Un phénomène particulièrement répugnant touche les piscines espagnoles. Les nageurs et les responsables de bassins découvrent depuis le début de l’été des excréments humains au milieu de l’eau. La découverte de l’objet flottant trop bien identifié est parfois partagée sur les réseaux sociaux.
Les élus locaux sont écœurés. «On a découvert, juste avant la fermeture, des restes d’excréments dans la piscine, explique Jose Manuel Martínez Robles, maire de de Segura de la Sierra, une petite commune du sud de l’Espagne. On a appliqué un traitement de choc. On a décidé de fermer pendant deux jours pour qu’il y ait une prise de conscience.»
Les responsables de chaque piscine ne peuvent pas assurer qu’il s’agit à chaque fois d’un phénomène viral.
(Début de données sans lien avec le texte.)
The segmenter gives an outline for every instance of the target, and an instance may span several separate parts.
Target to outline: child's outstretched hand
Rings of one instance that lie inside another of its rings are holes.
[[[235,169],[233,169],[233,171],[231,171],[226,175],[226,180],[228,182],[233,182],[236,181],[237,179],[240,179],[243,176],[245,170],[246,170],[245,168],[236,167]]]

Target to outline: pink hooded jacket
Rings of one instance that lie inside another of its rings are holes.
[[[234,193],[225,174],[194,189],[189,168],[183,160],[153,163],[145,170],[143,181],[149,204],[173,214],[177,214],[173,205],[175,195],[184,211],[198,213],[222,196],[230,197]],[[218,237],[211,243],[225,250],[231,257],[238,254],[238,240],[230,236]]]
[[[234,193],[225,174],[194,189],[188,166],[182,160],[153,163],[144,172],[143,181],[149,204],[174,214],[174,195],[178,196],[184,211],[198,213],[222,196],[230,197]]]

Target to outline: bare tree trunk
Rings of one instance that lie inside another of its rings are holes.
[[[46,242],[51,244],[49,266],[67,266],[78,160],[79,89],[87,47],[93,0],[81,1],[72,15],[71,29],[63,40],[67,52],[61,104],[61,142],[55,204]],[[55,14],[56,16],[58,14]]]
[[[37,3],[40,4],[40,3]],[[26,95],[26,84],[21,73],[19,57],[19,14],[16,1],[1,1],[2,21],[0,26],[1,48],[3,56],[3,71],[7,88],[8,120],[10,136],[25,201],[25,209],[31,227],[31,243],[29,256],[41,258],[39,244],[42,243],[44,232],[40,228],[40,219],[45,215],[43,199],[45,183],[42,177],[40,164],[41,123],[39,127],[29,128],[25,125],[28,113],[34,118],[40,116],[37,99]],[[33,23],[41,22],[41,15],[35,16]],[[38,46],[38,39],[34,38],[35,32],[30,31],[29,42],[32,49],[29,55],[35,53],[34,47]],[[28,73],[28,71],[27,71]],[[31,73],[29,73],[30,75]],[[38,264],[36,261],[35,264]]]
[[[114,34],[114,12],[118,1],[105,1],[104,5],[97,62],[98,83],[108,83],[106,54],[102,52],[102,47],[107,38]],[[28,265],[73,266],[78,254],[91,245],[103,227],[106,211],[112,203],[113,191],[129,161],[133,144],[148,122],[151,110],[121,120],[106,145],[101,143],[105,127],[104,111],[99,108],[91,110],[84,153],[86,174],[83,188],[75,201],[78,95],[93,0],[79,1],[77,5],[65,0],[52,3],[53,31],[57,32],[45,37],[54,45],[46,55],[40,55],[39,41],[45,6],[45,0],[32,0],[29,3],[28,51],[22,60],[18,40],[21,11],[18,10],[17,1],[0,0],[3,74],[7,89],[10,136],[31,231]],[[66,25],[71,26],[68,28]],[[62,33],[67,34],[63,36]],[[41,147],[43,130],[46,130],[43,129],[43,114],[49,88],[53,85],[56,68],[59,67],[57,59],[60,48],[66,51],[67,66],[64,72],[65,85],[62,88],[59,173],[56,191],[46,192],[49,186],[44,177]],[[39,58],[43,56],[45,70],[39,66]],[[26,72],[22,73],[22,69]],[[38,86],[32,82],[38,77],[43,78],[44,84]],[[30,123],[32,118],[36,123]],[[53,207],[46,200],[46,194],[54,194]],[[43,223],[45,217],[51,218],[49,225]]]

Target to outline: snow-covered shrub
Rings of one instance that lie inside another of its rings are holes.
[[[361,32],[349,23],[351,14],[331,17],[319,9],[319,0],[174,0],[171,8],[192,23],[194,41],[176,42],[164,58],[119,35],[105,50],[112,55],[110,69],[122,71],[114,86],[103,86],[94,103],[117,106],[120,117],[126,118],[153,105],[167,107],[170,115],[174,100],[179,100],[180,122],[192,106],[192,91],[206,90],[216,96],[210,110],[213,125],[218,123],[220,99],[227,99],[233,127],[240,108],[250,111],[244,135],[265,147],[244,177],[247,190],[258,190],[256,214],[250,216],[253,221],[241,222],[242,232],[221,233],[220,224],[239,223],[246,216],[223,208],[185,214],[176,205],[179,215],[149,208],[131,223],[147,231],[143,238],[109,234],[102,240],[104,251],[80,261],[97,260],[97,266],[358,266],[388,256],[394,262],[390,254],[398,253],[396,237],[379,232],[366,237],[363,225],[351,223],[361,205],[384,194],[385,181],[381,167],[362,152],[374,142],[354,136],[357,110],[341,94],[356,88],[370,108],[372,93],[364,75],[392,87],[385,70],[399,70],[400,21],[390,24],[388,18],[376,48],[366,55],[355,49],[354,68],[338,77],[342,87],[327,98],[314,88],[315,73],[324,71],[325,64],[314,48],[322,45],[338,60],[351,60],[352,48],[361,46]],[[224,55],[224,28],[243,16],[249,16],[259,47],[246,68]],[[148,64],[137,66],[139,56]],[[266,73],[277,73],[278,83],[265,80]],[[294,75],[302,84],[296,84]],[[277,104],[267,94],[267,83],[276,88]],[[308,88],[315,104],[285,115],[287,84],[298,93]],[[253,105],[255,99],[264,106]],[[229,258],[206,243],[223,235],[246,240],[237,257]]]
Mais sur la cinquantaine de bassins ainsi pollués, il est à peu près impossible que tous soient des incidents de couches-culottes mal fermées. Reste donc la piste de l’attentat fécal. Sur TikTok, l’infirmier Jorge Angel dresse la liste des maladies que peuvent transmettre les déjections : «Salmonelle, hépatite A, rotovirus, monovirus… Moi, je leur mettrai une amende et en prime une diarrhée pendant un mois, qu’ils aient les fesses qui piquent un moment.»
À chaque découverte fécale, il faut fermer la piscine, parfois plusieurs jours, pour appliquer un traitement chimique, voire vider tout ou partie de l’installation. Aucun coupable n’a encore été découvert. Les victimes, elles, sont identifiées : les familles, les amis, les voisins des supposés plaisantins, privés de piscine le temps du nettoyage, le tout en pleine vague de chaleur.